Savez-vous que 20% seulement de l'énergie que nous consommons, est convertie en mouvement par notre corps ? Le reste se transforme avant tout en chaleur. On comprend vite que lors d'un exercice soutenu, la chaleur s'accumule dans l'organisme. Heureusement, nous disposons d'un système très ingénieux pour éviter la surchauffe : la transpiration relayée par l'évaporation. Tout irait pour le mieux si la transpiration n'engendrait une perte de liquide qu'il convient de remplacer dans les plus brefs délais. Une déshydratation égale à 2% du poids de corps suffit à faire calencher les performances en endurance ainsi que les capacités mentales. On imagine le risque pour la santé du sportif. Plus encore s'il fait chaud ! Dans ces conditions, chacun sait ce qu'il convient de faire…

Il est généralement conseillé de boire 200 ml d'eau toutes les 20 minutes. La température idéale du liquide se situe entre 8 et 13°C. Du sel peut être ajouté à la boisson ou aux aliments quand la transpiration est abondante. Pour se convaincre de la nécessité d'ajouter un peu de sel à sa ration, il suffit de gouter une perle de sueur qui coule au coin de la lèvre. On sent alors que le corps a perdu un « paquet de sel ».

Ne croyons-pas pour autant qu'il existe une recette valable pour tous. Les réponses individuelles sont excessivement variables. Alors comment savoir si l'on a besoin de beaucoup s'hydrater ou non ?
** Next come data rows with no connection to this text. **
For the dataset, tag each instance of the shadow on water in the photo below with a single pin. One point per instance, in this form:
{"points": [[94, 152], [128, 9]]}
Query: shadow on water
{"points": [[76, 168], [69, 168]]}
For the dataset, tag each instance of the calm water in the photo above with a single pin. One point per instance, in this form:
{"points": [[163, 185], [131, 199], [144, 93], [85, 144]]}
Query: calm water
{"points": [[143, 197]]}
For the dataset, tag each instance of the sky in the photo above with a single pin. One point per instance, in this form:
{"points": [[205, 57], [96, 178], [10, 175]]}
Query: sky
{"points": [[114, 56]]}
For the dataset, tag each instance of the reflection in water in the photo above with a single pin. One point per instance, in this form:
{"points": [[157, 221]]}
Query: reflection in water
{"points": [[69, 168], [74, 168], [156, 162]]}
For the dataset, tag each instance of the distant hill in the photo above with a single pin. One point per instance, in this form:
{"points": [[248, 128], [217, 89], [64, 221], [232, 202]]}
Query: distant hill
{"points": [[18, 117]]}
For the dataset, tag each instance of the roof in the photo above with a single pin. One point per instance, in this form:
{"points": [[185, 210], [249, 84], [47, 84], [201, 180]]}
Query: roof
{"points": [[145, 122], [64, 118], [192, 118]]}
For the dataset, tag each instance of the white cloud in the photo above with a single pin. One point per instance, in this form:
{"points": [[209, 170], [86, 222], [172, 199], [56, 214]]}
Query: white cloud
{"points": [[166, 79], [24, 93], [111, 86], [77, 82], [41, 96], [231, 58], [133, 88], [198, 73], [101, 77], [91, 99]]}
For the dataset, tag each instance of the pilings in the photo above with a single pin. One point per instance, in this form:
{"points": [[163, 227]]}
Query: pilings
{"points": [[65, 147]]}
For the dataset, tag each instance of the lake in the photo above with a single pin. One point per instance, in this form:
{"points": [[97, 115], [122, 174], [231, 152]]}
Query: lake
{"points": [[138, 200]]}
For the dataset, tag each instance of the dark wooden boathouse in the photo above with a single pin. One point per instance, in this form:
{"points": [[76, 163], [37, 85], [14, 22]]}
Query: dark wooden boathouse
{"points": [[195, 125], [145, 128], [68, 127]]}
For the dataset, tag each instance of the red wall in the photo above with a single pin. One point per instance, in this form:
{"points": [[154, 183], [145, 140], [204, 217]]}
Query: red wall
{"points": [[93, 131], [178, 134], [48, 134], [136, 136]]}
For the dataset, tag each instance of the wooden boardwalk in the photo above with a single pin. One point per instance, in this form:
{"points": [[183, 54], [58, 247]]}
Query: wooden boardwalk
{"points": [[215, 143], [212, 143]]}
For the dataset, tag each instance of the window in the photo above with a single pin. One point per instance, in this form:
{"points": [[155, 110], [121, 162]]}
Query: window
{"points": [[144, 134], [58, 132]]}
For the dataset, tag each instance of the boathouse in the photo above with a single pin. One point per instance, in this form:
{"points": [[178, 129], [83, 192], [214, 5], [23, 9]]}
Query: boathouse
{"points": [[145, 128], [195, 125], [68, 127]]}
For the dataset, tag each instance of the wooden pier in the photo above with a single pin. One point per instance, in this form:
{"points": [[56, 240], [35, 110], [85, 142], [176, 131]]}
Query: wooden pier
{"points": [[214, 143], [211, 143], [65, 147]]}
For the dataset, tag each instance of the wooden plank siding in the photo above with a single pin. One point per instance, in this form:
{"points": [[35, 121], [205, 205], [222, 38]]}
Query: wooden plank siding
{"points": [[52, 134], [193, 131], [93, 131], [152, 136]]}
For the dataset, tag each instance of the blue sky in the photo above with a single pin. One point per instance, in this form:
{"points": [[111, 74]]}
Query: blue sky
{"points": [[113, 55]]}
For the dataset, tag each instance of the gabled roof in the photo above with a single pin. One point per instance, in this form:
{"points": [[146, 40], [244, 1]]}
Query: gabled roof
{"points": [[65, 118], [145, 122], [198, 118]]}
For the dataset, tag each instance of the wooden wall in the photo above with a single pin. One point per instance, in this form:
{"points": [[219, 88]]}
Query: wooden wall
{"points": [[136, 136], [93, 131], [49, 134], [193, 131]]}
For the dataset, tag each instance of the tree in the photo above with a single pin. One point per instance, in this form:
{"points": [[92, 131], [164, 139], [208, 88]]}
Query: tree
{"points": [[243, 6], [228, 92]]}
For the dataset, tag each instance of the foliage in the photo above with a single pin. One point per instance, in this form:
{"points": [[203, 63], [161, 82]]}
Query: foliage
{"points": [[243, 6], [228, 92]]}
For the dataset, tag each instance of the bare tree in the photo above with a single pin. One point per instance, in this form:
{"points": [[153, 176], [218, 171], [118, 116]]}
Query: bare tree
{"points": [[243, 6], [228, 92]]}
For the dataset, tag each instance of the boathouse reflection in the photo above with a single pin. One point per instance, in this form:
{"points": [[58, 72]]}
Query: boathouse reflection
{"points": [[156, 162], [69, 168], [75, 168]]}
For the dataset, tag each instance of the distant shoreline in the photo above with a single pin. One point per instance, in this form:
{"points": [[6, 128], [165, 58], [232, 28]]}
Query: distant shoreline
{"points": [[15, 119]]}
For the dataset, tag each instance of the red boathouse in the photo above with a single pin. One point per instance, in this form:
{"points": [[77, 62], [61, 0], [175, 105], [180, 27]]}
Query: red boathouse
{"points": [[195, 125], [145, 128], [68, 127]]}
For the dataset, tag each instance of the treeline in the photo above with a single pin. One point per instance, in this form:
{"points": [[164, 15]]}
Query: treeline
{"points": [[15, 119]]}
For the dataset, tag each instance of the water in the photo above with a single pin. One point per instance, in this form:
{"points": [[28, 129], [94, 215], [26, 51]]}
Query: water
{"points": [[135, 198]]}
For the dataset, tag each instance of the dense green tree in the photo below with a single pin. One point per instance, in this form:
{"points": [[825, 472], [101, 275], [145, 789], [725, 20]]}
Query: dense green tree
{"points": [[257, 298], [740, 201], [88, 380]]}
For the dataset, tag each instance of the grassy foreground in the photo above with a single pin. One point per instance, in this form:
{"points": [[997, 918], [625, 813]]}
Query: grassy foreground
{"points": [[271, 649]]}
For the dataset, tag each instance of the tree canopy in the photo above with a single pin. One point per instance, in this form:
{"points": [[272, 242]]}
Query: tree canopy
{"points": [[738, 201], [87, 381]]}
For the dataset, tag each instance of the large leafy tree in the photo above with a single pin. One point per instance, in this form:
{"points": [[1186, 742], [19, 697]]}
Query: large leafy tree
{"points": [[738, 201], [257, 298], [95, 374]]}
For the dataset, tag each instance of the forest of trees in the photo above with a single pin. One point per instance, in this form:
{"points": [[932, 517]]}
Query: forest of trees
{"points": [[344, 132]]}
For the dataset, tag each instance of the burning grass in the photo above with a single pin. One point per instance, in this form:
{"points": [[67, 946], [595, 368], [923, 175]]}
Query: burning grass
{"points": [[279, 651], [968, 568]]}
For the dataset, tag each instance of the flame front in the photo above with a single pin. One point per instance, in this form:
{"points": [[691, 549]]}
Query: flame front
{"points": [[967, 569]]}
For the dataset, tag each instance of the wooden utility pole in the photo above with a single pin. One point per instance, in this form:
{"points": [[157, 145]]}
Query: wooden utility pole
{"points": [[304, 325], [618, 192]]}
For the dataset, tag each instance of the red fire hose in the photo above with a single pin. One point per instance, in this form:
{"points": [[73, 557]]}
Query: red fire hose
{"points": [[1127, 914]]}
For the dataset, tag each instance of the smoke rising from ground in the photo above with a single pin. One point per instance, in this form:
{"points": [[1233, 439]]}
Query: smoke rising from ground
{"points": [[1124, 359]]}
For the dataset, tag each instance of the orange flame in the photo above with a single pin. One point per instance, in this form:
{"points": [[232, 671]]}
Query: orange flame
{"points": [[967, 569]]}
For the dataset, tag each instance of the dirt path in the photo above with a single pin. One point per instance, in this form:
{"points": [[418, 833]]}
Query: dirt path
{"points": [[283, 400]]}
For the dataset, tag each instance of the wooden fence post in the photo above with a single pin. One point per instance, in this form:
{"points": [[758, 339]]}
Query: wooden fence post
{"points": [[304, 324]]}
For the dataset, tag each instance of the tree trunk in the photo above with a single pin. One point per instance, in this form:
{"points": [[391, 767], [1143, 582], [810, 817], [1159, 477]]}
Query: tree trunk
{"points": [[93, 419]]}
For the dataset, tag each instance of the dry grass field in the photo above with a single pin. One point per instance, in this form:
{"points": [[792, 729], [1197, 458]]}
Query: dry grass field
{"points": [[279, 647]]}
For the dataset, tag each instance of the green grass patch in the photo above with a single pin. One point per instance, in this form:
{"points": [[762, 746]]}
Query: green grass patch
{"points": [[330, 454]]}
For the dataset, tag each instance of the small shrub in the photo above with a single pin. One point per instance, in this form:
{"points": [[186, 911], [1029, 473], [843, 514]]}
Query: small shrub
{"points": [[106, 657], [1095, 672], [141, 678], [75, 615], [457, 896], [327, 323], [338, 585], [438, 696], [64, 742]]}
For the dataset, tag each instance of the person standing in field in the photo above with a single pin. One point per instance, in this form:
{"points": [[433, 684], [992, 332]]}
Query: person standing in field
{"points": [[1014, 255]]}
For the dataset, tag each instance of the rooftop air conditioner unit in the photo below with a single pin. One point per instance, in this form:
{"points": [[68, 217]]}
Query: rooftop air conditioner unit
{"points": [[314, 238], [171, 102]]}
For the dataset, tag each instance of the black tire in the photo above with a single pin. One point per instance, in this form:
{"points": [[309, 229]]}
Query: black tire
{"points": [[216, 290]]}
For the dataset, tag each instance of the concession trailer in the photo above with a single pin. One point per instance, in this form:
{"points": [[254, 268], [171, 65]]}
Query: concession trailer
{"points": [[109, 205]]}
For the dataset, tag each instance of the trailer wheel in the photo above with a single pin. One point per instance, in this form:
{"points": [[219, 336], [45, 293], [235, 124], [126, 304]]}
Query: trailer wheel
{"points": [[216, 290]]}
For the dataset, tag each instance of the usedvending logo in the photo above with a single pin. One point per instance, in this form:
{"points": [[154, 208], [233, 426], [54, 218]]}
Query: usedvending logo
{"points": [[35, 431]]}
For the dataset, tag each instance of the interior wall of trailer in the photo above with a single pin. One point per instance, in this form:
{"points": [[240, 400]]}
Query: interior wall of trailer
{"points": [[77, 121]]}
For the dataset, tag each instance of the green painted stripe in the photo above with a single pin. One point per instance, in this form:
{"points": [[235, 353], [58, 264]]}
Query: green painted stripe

Le premier indice nous est donné par la sensation de soif. L'homme dispose d'indicateurs internes dédiés à sa survie. La soif fait partie de ses ressources qui nous poussent à boire quand le corps en éprouve le besoin. Généralement l'écoute du corps suffit à éviter les gros coups durs. Mais pas toujours. Il arrive que ce ressenti soit dépassé (fatigue, climat…). On peut alors écouter d'autres « messages » envoyés par le corps. Comme les frissons qui signent une déshydratation déjà avancée ou encore l'urine peu présente et/ou très concentrée. Sinon il nous reste les règles de prudence qui recommandent de boire peu à la fois, mais assez souvent. 


Référence 
Maughan RJ, Shirreffs SM. Dehydration and rehydration in competative sport. Scand J Med Sci Sports. 2010;20 Suppl 3:40-7.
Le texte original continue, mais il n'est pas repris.